心理的な分離、自立ののちに人は性的なパートナーを見つけ、再び、性行為やパートナーシップの中で一時的、部分的な肉体的、心理的一体感を得る。

そして、次世代を育てるフェーズに移り、以降、これが繰り返されるのが人間の営みである。

 

私も彼も、母親と心理的な一体感がなきままに育った。

私にはずっと分離の感覚しかなかったが、30をとうに過ぎてから、初めて一体感がもたらされた。

似たような心理的な傷があった彼によって。

しかし、私たちは分かたれた。

私たちはもともと分かたれなくてはならない理由しかない関係なのだから、仕方がない。

なんとかしたくても、私にはうまくできなかったし、そんな私を見ている彼からしたら、言えることもできることも限られてしまうのは容易に想像ができることだ。

 

そんな一体化ののちの分離で、私は彼のことが、そして、私のことがはっきりとわかってきた。

複雑性PTSD解離性障害

ネガディブな精神疾患要素が強調されることで、像がはっきりしてきた。

本当にフィルム写真のネガのごとくである。

心理的に非定型発達の私は非定型な体験により、今までとは違う世界へ分離されてしまったのだ。

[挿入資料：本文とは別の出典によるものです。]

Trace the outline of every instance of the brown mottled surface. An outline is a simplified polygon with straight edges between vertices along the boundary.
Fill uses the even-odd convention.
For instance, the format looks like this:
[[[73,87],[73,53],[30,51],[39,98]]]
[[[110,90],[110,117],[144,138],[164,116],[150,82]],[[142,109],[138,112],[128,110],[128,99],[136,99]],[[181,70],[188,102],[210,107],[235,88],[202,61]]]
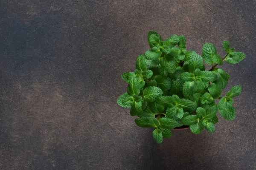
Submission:
[[[256,169],[256,3],[1,0],[0,169]],[[234,121],[160,145],[136,125],[116,100],[151,30],[200,54],[209,42],[223,55],[225,39],[245,53],[222,66],[243,89]]]

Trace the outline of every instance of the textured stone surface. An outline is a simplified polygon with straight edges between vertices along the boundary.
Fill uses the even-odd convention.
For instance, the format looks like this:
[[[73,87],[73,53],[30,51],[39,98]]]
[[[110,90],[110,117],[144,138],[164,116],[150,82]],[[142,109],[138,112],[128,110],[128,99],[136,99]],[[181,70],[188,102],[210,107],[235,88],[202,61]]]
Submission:
[[[235,1],[235,2],[233,2]],[[0,3],[0,169],[255,170],[253,0],[36,0]],[[213,134],[173,131],[157,144],[118,96],[122,73],[149,46],[183,34],[201,54],[229,40],[246,59],[221,67],[241,85],[236,119]]]

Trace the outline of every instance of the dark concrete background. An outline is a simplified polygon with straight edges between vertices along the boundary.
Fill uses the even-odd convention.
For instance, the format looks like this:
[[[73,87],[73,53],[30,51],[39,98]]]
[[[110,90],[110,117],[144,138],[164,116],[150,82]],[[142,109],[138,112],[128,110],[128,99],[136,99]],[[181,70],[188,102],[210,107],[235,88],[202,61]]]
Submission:
[[[256,169],[256,3],[0,0],[0,169]],[[221,66],[243,89],[234,120],[160,145],[136,125],[116,100],[149,30],[200,54],[210,42],[223,56],[225,39],[246,54]]]

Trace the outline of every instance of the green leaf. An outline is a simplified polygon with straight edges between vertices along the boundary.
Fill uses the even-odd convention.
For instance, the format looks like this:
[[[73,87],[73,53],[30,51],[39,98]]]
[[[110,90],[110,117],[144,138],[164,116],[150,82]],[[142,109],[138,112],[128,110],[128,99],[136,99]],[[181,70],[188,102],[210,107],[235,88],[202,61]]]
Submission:
[[[143,77],[145,79],[149,79],[153,76],[153,71],[150,70],[146,70],[142,72]]]
[[[201,69],[204,66],[202,57],[196,54],[194,54],[190,60],[187,60],[185,64],[188,65],[189,71],[192,73],[195,73],[197,68]]]
[[[140,55],[136,59],[136,69],[140,73],[147,69],[147,63],[143,55]]]
[[[208,65],[214,64],[213,57],[217,54],[216,48],[212,44],[207,42],[203,46],[202,57],[204,62]]]
[[[174,99],[171,96],[161,96],[157,99],[157,101],[166,108],[172,108],[173,103],[175,102]]]
[[[154,76],[154,79],[157,84],[157,87],[163,91],[166,91],[170,89],[172,85],[172,80],[169,78],[164,78],[160,75]]]
[[[154,102],[163,94],[163,91],[157,87],[150,86],[145,88],[143,91],[143,99],[146,102]]]
[[[221,94],[221,90],[215,83],[212,83],[209,85],[208,91],[214,99],[218,99]]]
[[[145,53],[145,58],[147,60],[157,60],[162,55],[160,49],[156,47],[154,47],[148,50]]]
[[[221,60],[221,57],[218,54],[215,54],[212,57],[212,61],[214,62],[217,63],[220,65],[223,64],[223,62]]]
[[[204,130],[204,126],[201,120],[198,119],[197,122],[190,125],[190,130],[193,133],[198,134],[202,132]]]
[[[215,127],[212,122],[207,122],[205,127],[206,130],[209,133],[213,133],[215,131]]]
[[[205,114],[203,115],[205,119],[212,119],[214,117],[216,116],[217,109],[217,105],[214,105],[212,107],[207,108],[206,109]]]
[[[231,52],[223,61],[230,64],[235,64],[242,61],[245,57],[245,54],[241,52]]]
[[[180,79],[184,82],[192,82],[195,79],[195,74],[185,72],[180,74]]]
[[[205,110],[202,108],[198,108],[196,109],[196,115],[200,119],[202,119],[204,115],[206,114]]]
[[[217,85],[221,89],[224,89],[230,78],[230,76],[221,68],[215,68],[213,72],[216,74],[217,78],[212,82]]]
[[[138,79],[133,78],[129,82],[129,85],[127,87],[127,93],[130,96],[138,95],[140,94],[140,85]]]
[[[186,99],[192,99],[194,94],[194,82],[186,82],[183,86],[183,95]]]
[[[197,122],[198,119],[197,115],[189,115],[182,118],[181,123],[184,125],[191,125]]]
[[[216,74],[210,71],[200,71],[198,74],[196,74],[196,77],[199,78],[204,82],[212,82],[217,78]]]
[[[184,112],[182,107],[175,105],[174,107],[166,109],[166,117],[173,120],[177,120],[177,118],[183,117]]]
[[[132,96],[130,96],[127,93],[121,94],[117,99],[117,104],[124,108],[131,108],[134,101]]]
[[[163,136],[165,138],[170,138],[172,137],[172,133],[169,129],[166,129],[162,128],[161,126],[158,127],[159,129],[162,131]]]
[[[226,97],[222,97],[218,104],[218,110],[224,118],[233,120],[236,117],[236,110],[232,105],[227,102]]]
[[[242,88],[240,85],[236,85],[233,87],[231,89],[227,92],[226,96],[231,98],[233,98],[241,94]]]
[[[229,52],[230,47],[229,42],[227,40],[224,40],[223,41],[223,42],[222,42],[222,46],[223,47],[223,48],[224,48],[224,50],[225,50],[225,51],[226,51],[227,53]]]
[[[177,127],[178,122],[171,119],[163,117],[159,119],[161,126],[164,128],[173,129]]]
[[[195,110],[197,105],[195,103],[186,99],[180,99],[180,105],[182,106],[185,111],[192,112]]]
[[[136,75],[134,72],[127,72],[124,73],[122,74],[122,78],[125,81],[129,83],[129,81],[133,78],[136,77]]]
[[[169,73],[174,73],[177,67],[174,58],[166,55],[160,59],[160,64],[163,68]]]
[[[186,37],[183,35],[180,35],[179,36],[179,42],[178,45],[179,47],[183,48],[186,48]]]
[[[130,114],[132,116],[139,116],[143,113],[141,102],[134,102],[131,105],[131,108],[130,110]]]
[[[154,117],[143,117],[137,118],[135,119],[135,123],[139,127],[141,128],[153,128],[154,127],[154,123],[152,122],[156,122],[155,120],[157,121]],[[159,123],[158,123],[159,124]]]
[[[214,102],[214,99],[209,93],[205,93],[202,96],[202,104],[211,105]]]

私が、臨床心理学の本をひたすら読み、勉強に行く世界があったなんて、3年前の私は考えることすらできなかった。

 

並行世界は選択の数だけあるのだろう。

朝ごはんをパンにするか、シリアルにするか、くらいの選択だと、大幅には分岐しないかもしれない。

しかし、分岐の条件によっては、様々な条件の交差によっては、量子的飛躍、クォンタムジャンプのような並行世界への移動もあり得るのだろう。

分かつから分かる。

人の発達も、並行世界も、同じだ。

分離を何度も繰り返し、少しづつその中でなにかを分かりながら、人間は生きている。そんな気がする。

もう一回、クォンタムジャンプできたら、私はどんな世界にいるのだろう。